Most of all, tokenization might help to drive the digitization of the trade process, which is surprisingly paper based even post COVID.

The push for electronic bills of lading

When an exporter loads cargo onto a ship, the shipping carrier issues a bill of lading, a key document in the transfer of title to the goods. In 2022, just 2.1% of the 45 million bills of lading and waybills were digital, up from 1.2% in 2021. 

There’s a massive push towards electronic bills of lading (eBL) by several major trade bodies. For example, the Digital Container Shipping Association (DCSA) secured commitments from nine of the ten largest shipping carriers to adopt eBL for 50% of shipments by 2028, and 100% by 2033.

Another piece of the puzzle is supportive laws. The United Kingdom is the dominant legal foundation for trade, and it recently passed the Electronic Trade Documents Act.

Tokenizing eBL and interoperability

“We are in the right place at the right time. The move towards eBL is already a major leap for the industry but together with tokenisation, we can go one step further,” said Bertrand Chen, CEO at GSBN. Beyond eBL, he also believes Hong Kong is the right jurisdiction with a government that’s supportive of web3.

Talking to Ledger Insights, he cited the tailwind of the push towards eBL digitization.

However, it needs more than carrier commitment to make it happen. Currently there are ten different eBL solutions. That would mean every shipping carrier, logistics company and bank supporting ten incompatible solutions.

“It’s a good thing that everybody understands that if you don’t have interoperability, it’s very hard to scale to 100 percent adoption of eBL,” said Chen. “You have different solutions, rulebooks that are incompatible. It’s a bad thing in the sense that everybody’s like, let’s wait for interoperability to be fully realized before we push energy towards this.”
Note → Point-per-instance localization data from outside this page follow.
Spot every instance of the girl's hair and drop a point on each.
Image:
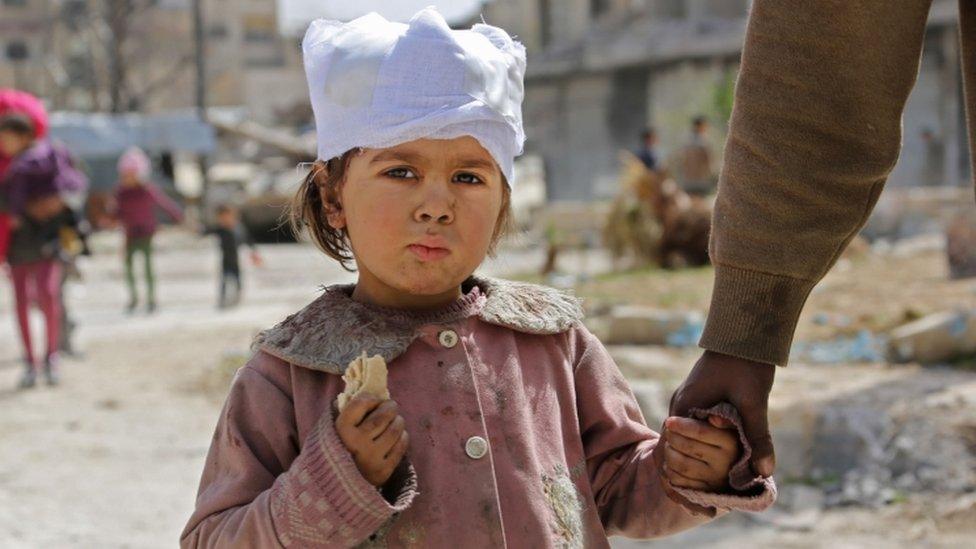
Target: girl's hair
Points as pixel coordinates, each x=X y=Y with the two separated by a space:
x=17 y=123
x=309 y=213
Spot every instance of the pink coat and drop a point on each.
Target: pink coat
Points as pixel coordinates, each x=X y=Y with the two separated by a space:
x=523 y=433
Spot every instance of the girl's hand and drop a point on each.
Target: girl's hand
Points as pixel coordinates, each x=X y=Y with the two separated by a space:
x=700 y=454
x=374 y=433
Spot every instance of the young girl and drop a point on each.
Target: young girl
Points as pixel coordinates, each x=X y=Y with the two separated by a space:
x=38 y=174
x=17 y=102
x=508 y=423
x=136 y=202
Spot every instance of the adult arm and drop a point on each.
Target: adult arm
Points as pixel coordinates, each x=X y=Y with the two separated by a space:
x=165 y=203
x=815 y=131
x=622 y=454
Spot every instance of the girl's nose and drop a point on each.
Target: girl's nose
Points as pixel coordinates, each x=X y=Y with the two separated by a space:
x=437 y=207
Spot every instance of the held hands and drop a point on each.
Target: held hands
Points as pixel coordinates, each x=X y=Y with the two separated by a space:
x=744 y=384
x=374 y=433
x=699 y=454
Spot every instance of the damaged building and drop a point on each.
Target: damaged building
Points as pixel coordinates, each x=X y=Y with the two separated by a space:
x=602 y=70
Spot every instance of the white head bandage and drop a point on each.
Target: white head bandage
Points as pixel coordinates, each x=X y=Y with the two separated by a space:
x=377 y=84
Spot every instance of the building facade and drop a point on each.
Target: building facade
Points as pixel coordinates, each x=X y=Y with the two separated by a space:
x=65 y=51
x=602 y=70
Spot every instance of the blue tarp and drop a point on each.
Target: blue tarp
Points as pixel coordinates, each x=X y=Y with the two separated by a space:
x=108 y=135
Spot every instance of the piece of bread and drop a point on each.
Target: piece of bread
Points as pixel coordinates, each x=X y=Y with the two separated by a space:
x=364 y=375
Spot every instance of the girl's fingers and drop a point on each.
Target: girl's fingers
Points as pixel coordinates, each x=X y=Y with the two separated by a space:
x=357 y=409
x=399 y=449
x=701 y=431
x=388 y=439
x=681 y=481
x=379 y=419
x=720 y=422
x=711 y=455
x=687 y=466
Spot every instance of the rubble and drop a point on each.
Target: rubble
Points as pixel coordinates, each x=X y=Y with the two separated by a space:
x=961 y=247
x=635 y=325
x=936 y=338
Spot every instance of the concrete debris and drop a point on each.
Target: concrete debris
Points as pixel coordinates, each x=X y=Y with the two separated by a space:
x=653 y=221
x=863 y=347
x=937 y=338
x=961 y=247
x=634 y=325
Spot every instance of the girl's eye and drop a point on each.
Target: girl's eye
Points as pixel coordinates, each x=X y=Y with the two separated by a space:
x=468 y=178
x=401 y=173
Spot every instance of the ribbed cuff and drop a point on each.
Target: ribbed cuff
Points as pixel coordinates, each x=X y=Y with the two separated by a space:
x=753 y=315
x=327 y=496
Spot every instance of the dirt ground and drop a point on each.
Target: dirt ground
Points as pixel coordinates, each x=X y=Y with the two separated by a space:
x=113 y=456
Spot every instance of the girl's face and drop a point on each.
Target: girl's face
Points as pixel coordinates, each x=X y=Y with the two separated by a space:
x=129 y=179
x=420 y=217
x=12 y=143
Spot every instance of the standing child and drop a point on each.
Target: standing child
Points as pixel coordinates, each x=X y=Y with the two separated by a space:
x=39 y=174
x=136 y=202
x=231 y=234
x=522 y=431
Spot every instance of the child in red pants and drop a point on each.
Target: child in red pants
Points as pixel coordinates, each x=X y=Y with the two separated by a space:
x=38 y=175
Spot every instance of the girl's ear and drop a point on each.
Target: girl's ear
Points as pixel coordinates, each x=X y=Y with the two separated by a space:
x=334 y=213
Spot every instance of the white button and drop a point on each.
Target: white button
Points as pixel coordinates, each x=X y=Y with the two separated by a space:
x=448 y=338
x=476 y=447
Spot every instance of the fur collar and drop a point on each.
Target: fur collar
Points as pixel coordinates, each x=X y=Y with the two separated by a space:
x=333 y=330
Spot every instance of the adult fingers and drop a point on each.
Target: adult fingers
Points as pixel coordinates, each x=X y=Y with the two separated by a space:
x=388 y=438
x=681 y=481
x=756 y=425
x=720 y=422
x=694 y=449
x=697 y=430
x=687 y=466
x=357 y=408
x=379 y=419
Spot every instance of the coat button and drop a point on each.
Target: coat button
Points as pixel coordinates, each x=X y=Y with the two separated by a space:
x=448 y=338
x=476 y=447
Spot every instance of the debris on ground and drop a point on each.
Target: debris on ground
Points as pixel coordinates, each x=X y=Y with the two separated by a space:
x=937 y=338
x=636 y=325
x=961 y=247
x=863 y=347
x=653 y=221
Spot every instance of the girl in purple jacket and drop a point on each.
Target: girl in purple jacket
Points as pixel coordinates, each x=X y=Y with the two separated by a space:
x=136 y=202
x=508 y=424
x=39 y=174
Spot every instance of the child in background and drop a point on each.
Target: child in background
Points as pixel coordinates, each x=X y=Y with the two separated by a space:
x=231 y=234
x=136 y=202
x=17 y=102
x=509 y=423
x=38 y=176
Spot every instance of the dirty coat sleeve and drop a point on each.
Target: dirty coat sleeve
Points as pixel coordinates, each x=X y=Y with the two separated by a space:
x=262 y=488
x=627 y=488
x=167 y=204
x=815 y=131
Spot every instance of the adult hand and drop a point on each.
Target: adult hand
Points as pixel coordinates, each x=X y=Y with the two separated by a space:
x=743 y=383
x=374 y=433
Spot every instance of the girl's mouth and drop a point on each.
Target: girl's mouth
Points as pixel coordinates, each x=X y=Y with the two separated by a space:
x=427 y=253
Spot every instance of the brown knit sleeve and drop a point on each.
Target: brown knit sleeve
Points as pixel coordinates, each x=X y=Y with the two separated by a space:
x=815 y=131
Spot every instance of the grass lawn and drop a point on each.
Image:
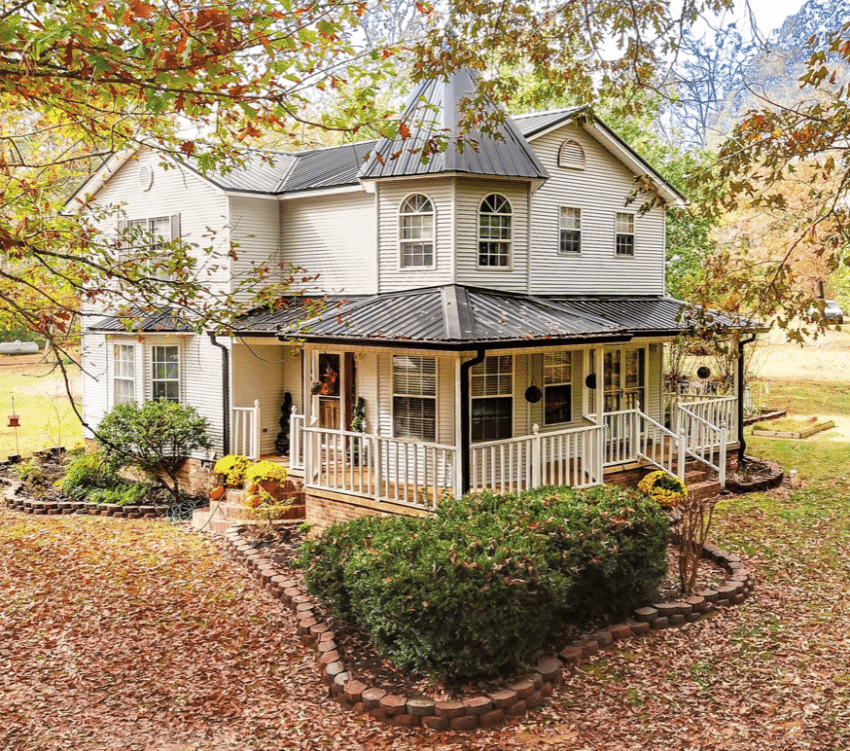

The DCSA has been working on solutions for interoperability for more than a year and GSBN is also involved. “I’m confident that actually interoperability will happen much faster than most people would think,” said Chen. He believes there will be a solution within the year addressing all aspects, including legal and technical ones.

eBL and the matter of trust

Part of the reason for the current eBL push is efficiencies, but also a potential reduction in fraud given the holder of a bill of lading can raise finance and unload the cargo. Using digital signatures and cryptography helps to prove that the shipping carrier issued the eBL rather than a tweaked photocopy of a document.

However, while blockchain is useful as an anti fraud tool, it still needs an inspection to verify the cargo is what it’s claimed to be. That said, the combination of actors involved, from shipping carriers to auditors can help provide so-called trust anchors for tokenization. The eBL from the carrier on the GSBN platform can have a signed inspection document attached. The GSBN eBL can then be tokenized on other blockchains, public or private.

“I trust this auditor to go and check the tank of the ship itself. I trust those guys who verify this container,” said Chen. “Then this entire ecosystem can thrive, because you have this trust anchor and you can go back and audit. It’s directly the digital trail, which doesn’t exist today.”